My depressing daily reading of what happens in the world confronts me, among other things, with an increasingly horrifying reality. There is a frightening rise in violence committed agains children. I mean children: those little bodies that crawl or toddle about like drunkards, with their tiny hands, their big eyes, their Donald Duck voices, drawing pictures of their parents together. These little ones, while playing in the park with their mothers, have someone come along and try to strangle them; or at the zoo, a man grabs a three-year-old and throws him into the jaws of crocodiles; elsewhere, a father adopts a newborn and then sexually abuses and kills him; and in one house, a father murders all seven of his children as well as a nephew. Then I read about a woman who wants to kill herself but strangles her 13-year-old daughter first, and about a man who repeatedly abuses a minor and puts him on a diet to weaken his resistance, while seven minors are abused by a religion teacher, and a 30-year-old man impregnates a 10-year-old girl. Priests, educators, teachers, youth-group leaders, parents, grandparents, uncles — and then there are the sick, the disturbed, who are arrested for sexual abuse.

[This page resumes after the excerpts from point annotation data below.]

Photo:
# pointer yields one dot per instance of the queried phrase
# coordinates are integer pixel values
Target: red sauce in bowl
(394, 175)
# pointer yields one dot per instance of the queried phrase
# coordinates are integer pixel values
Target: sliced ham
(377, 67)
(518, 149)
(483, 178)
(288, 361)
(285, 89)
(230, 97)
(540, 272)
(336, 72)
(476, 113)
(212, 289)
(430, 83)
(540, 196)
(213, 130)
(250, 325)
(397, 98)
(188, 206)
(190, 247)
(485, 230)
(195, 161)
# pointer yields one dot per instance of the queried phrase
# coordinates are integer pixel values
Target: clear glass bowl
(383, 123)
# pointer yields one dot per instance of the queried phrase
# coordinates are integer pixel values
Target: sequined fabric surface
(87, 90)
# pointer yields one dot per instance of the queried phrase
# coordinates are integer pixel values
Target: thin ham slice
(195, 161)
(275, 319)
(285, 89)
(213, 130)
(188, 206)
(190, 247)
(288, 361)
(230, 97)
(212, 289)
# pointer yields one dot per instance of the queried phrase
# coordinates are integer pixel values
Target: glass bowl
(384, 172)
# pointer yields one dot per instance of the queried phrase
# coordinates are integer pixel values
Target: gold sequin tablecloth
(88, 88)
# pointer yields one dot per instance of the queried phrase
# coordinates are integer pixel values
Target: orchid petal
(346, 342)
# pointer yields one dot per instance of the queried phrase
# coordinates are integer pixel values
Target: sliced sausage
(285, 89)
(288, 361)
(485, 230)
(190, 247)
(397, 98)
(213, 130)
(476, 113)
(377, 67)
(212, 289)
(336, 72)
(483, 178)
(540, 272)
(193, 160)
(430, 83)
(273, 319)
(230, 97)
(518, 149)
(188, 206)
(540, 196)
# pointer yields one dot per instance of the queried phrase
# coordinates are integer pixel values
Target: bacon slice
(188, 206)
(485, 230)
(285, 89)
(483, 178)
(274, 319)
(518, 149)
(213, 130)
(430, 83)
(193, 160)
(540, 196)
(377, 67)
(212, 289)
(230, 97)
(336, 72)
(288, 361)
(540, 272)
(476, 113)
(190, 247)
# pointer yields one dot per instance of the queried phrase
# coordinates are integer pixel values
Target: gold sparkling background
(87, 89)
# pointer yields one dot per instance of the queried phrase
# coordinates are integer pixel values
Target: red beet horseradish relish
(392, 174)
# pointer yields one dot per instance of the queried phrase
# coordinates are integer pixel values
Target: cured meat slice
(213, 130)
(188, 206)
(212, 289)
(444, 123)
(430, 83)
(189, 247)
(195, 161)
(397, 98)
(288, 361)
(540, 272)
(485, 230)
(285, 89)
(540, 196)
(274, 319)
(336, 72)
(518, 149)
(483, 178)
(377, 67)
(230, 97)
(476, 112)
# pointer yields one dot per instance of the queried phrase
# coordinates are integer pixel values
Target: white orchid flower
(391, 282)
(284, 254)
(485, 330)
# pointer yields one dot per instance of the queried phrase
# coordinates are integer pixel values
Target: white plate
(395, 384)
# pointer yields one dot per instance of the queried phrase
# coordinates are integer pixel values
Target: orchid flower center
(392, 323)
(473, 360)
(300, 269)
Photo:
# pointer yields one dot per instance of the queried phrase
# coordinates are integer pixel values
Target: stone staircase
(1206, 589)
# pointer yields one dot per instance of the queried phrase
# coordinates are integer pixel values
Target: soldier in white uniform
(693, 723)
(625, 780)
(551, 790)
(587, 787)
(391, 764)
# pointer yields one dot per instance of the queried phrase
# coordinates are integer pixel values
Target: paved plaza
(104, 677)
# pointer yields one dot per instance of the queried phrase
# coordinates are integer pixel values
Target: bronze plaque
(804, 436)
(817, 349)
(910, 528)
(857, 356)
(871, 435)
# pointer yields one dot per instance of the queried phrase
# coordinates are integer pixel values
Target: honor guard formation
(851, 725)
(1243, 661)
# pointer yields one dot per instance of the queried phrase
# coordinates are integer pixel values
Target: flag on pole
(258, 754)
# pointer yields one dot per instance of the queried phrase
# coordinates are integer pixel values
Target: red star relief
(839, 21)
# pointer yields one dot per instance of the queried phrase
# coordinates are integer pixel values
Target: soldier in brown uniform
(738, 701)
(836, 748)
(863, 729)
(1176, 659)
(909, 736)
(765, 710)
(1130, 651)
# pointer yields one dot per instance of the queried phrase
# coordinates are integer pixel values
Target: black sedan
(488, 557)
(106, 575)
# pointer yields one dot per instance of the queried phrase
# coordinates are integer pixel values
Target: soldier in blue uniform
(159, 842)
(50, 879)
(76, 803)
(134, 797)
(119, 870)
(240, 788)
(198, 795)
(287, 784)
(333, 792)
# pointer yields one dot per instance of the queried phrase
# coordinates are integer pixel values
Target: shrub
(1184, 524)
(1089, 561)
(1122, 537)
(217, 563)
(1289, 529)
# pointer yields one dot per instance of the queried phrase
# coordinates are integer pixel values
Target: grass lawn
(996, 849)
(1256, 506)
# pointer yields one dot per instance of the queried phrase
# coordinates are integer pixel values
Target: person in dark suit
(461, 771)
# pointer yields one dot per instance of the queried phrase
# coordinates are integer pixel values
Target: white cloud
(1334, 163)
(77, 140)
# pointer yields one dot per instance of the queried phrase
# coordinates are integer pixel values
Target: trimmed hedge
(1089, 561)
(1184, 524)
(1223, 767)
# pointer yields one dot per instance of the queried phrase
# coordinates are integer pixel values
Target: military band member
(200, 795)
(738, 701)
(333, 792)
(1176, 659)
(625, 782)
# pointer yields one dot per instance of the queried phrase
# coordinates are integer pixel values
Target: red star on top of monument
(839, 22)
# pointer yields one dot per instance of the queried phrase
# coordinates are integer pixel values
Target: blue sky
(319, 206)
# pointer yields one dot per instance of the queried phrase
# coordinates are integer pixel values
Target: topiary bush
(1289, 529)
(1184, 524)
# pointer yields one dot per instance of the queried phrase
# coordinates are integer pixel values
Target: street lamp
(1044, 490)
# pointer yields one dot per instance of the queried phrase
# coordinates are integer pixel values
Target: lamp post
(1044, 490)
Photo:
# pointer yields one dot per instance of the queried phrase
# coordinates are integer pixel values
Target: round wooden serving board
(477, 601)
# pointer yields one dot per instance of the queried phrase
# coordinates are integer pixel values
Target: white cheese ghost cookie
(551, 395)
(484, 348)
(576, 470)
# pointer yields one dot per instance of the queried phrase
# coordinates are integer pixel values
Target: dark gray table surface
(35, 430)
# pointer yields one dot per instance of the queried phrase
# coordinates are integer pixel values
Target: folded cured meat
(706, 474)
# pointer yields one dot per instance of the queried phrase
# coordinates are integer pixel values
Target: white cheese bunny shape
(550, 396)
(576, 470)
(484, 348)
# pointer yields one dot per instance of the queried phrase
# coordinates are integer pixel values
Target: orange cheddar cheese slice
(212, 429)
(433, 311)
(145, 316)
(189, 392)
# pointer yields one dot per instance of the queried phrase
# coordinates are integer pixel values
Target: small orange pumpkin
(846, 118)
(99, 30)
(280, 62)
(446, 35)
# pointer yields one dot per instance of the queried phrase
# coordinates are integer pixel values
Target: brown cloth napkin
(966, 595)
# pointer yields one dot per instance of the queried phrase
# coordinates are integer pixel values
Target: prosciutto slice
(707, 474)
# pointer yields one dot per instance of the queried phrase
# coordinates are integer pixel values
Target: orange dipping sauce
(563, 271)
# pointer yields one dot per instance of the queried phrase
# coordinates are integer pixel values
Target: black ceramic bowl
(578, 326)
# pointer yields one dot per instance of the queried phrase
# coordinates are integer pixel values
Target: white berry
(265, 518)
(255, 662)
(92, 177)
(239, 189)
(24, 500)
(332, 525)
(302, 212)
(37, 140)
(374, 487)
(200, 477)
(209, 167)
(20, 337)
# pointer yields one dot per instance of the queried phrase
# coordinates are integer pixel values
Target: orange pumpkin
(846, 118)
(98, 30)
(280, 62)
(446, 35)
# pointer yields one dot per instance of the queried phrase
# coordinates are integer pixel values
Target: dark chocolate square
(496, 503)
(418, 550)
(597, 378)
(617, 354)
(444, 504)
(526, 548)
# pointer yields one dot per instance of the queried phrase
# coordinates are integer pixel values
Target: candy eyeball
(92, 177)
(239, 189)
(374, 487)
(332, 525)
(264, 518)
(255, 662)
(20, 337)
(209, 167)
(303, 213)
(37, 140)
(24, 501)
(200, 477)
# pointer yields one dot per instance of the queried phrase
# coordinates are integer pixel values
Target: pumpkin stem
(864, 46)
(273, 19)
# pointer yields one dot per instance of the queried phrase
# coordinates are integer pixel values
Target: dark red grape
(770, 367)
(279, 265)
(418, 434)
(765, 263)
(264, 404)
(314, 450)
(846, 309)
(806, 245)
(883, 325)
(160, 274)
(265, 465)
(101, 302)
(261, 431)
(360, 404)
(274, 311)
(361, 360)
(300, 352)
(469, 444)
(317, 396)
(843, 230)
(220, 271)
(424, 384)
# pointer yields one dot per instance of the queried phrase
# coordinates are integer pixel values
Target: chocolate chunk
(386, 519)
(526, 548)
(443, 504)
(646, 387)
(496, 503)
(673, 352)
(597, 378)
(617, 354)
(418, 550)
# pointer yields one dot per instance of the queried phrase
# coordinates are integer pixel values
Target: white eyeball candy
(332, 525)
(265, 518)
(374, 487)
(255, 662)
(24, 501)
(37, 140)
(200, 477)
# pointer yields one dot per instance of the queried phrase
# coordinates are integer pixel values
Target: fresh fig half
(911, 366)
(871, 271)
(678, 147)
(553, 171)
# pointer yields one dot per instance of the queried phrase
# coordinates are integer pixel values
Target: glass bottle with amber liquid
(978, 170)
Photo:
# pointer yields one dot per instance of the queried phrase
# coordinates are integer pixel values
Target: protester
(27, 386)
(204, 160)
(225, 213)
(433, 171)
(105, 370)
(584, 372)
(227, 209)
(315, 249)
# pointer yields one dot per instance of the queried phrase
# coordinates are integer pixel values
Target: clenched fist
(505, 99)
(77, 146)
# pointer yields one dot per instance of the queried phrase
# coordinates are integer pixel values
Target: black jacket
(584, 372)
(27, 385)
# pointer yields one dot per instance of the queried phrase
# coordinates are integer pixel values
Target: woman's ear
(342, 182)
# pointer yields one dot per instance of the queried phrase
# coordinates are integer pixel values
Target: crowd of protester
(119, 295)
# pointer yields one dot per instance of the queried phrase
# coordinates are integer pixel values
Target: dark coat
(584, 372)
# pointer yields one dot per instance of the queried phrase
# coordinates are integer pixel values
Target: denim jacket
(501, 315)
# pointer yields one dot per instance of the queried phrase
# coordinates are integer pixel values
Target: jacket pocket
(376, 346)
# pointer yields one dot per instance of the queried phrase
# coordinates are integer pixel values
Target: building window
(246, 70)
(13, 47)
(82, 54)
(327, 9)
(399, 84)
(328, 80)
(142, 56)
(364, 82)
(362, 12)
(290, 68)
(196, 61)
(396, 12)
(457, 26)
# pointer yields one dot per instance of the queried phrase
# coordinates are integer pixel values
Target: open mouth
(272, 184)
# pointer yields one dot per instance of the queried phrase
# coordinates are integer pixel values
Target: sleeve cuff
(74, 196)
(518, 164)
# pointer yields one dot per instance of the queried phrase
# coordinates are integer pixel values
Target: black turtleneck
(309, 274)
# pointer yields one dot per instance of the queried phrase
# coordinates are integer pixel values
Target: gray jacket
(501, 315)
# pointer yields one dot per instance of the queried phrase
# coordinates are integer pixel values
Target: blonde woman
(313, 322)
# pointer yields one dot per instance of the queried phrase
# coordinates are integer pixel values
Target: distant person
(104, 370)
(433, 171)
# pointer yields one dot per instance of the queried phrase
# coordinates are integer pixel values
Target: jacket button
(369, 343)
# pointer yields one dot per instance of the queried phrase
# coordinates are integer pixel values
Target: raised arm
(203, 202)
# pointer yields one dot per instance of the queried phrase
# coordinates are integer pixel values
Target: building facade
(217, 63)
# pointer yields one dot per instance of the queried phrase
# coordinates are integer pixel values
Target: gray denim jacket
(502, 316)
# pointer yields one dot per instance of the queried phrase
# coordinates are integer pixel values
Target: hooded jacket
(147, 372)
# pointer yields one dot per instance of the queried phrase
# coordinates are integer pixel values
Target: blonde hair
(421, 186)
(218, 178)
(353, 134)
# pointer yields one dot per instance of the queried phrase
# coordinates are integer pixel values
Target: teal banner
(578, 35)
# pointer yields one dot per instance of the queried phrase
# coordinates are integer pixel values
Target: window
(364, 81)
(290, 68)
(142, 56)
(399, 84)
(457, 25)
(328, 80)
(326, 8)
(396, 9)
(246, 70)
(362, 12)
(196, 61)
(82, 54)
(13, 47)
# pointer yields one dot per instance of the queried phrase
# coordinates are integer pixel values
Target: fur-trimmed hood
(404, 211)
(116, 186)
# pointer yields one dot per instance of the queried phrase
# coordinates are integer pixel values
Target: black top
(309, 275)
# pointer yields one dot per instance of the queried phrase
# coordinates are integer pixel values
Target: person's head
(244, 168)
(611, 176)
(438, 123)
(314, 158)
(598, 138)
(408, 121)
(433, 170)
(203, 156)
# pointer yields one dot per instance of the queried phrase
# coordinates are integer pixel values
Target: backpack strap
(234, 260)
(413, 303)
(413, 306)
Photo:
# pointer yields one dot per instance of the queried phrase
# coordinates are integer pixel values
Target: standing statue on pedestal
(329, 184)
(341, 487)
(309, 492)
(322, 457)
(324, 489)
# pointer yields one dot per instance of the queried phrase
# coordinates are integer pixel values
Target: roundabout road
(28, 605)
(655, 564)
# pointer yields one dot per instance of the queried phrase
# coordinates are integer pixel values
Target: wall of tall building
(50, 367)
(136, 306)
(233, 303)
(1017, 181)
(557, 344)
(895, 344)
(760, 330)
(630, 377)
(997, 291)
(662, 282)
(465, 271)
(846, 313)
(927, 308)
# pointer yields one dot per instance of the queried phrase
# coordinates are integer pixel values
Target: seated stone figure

In 2024, the United Nations verified more than 41,000 grave violations against children, the highest number ever recorded. Killings, maimings, abuse, abductions, torture. In 2025, cases of online grooming of children rose by 15.7 percent compared with 2024. Around the world, about 473 million minors live in war zones: Sudan, Lebanon, Yemen, Congo. And then there are the killings of children carried out in broad daylight, openly and shamelessly, before the eyes of the world. According to a thorough and serious report by a United Nations commission of inquiry, in Gaza and the West Bank one child is killed every day. They are taken aim at and shot in the forehead or the heart. A genocide, the Israelis say, to be one, must crush the coming generations.
“If this is a man” — the question posed by Primo Levi’s book — still has no answer.